Bellah defines civil religion as the common elements of religious orientation that a great majority of Americans share which have played a crucial role in the development of American life and which create a public religious dimension as expressed by a set of beliefs, symbols, and rituals (Bellah, 2005). An example of civil religion in action is the swearing in the President of the United States and other military and elected officials in which God language is prevalent (Bellah, 2005). But the foundations of civil religion need not necessarily be focused upon a deity. Paul Tillich introduced the notion of “ultimate concern” wherein one’s theological or religious disposition is a function of what concerns a person most such that they are willing to accept an a priori set of beliefs based on faith (Tillich, 1957).
The premises of classical liberalism and its current progeny, neoliberalism are more than an ideology, but are actual a set of beliefs which it requires blind faith to appropriate. Number one, the idea that the free market is “all powerful”, requires a faith in something “unseen” and number two, the suspicion of government has religious roots all the way back to the Roman occupation of Israel and its forced “taxation” upon the Israelite people. Consequently, this paper argues that neoliberalism is buttressed by a working and middle class which is willing to forsake their own interests as the result of faith concerns raised by the marriage of neoliberalism to their religious sensibilities. The civil religious backdrop in America lends itself to the faith suppositions of neo-liberalism and causes neoliberalism to capture the religious imagination of American polity. While this civil religious dimension does not fully explain the spread of neo-liberalism worldwide, it certainly explains it in one of neoliberalism’s gestation nations, specifically, the United States. Similarly, the developing nations, often most victimized by neoliberalism have a penchant for the religious which in some cases and senses is even stronger than in America and those countries most apt to resist neoliberalsm such as certain nations in Scandanavia have highly secularized cultures. While these two phenomena do not fully explain the lingua franca of neo liberalism, they present at least enough evidence to warrant further examination. Grenholm is so specific in connecting neoliberalism to religion that he lists it as part of his taxonomy of Christian viewpoints on economics (Grenholm, 2004), and calls the category, “Christian Neoliberalism.”

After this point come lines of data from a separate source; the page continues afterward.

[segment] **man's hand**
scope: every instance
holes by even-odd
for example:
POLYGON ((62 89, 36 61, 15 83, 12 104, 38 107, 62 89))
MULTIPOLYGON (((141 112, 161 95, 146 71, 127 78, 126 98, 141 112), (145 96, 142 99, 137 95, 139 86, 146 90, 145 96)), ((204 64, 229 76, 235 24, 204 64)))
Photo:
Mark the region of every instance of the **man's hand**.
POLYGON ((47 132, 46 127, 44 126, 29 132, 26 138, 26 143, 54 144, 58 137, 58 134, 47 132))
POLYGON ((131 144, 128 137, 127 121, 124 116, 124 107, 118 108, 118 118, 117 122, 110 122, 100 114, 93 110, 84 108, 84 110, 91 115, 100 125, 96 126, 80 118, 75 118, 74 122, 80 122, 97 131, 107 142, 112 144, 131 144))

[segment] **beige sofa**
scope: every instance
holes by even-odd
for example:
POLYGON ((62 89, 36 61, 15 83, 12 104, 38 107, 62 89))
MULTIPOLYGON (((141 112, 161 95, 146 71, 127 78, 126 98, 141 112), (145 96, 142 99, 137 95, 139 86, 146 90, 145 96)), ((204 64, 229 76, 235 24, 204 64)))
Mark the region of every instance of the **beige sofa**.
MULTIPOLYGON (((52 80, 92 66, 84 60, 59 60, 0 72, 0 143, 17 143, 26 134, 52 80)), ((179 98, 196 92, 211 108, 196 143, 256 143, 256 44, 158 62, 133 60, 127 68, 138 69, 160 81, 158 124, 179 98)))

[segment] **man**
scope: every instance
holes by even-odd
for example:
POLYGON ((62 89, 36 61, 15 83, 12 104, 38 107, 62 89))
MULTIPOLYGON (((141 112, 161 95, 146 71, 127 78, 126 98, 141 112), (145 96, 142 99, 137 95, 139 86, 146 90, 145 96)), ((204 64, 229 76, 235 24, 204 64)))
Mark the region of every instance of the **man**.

The five counters to neoliberalism
Hackworth cites five counter movements to neoliberalism in the United States, “Keynesian defense”, “anti-globalization”, “living wage activism”, “anti-gentrification efforts”, and “collectivist economic technologies”. Keynesian defense is a strategy to “save public housing, space, welfare, hospitals, child care”, and other artifacts of the Keynesian regime (Hackworth, 2007). Anti-globalization is an organizing campaign centered against “not globalization per-se, but rather the corporate-led, neoliberally inspired centralization of global resources in a small number of institutions and individuals (Hackworth, 2007). Living wage activism is an initiative focused on specific economic issues like the lack of a living wage for many Americans and are “organized in an Alinskyesque fashion of agitating to improve the economic (or social) plight of a particular group to a particular injustice (Hackworth, 2007).” Anti-gentrification efforts focus on opposing urban renewal efforts such as demolition of public housing and “publicly funded projects for private benefits” such as sport stadiums or coliseums (Hackworth, 2007). Collectivist economic technologies are mechanisms of collective ownership which “magnify” the power of traditionally disenfranchised groups in the market economy through the pooling of resources (Hackworth, 2007). Examples of collectivist economic technologies include but are not limited to credit unions, banks that lend to the poor locally, groups that print their own currency, workers purchasing companies from owners and jointly owning said companies, groups producing their own goods, housing cooperatives, and cooperative land trusts. The “underlying theme” of collectivist economic technologies is to keep as much capital as local as possible and to replace individualist property rights with collectivist ones (Hackworth, 2007). While all of these resistance efforts are potentially viable as Hackworth points out, they suffer from pronounced coordination problems and reflect in some cases conflicting underlying ideologies (Hackworth, 2007).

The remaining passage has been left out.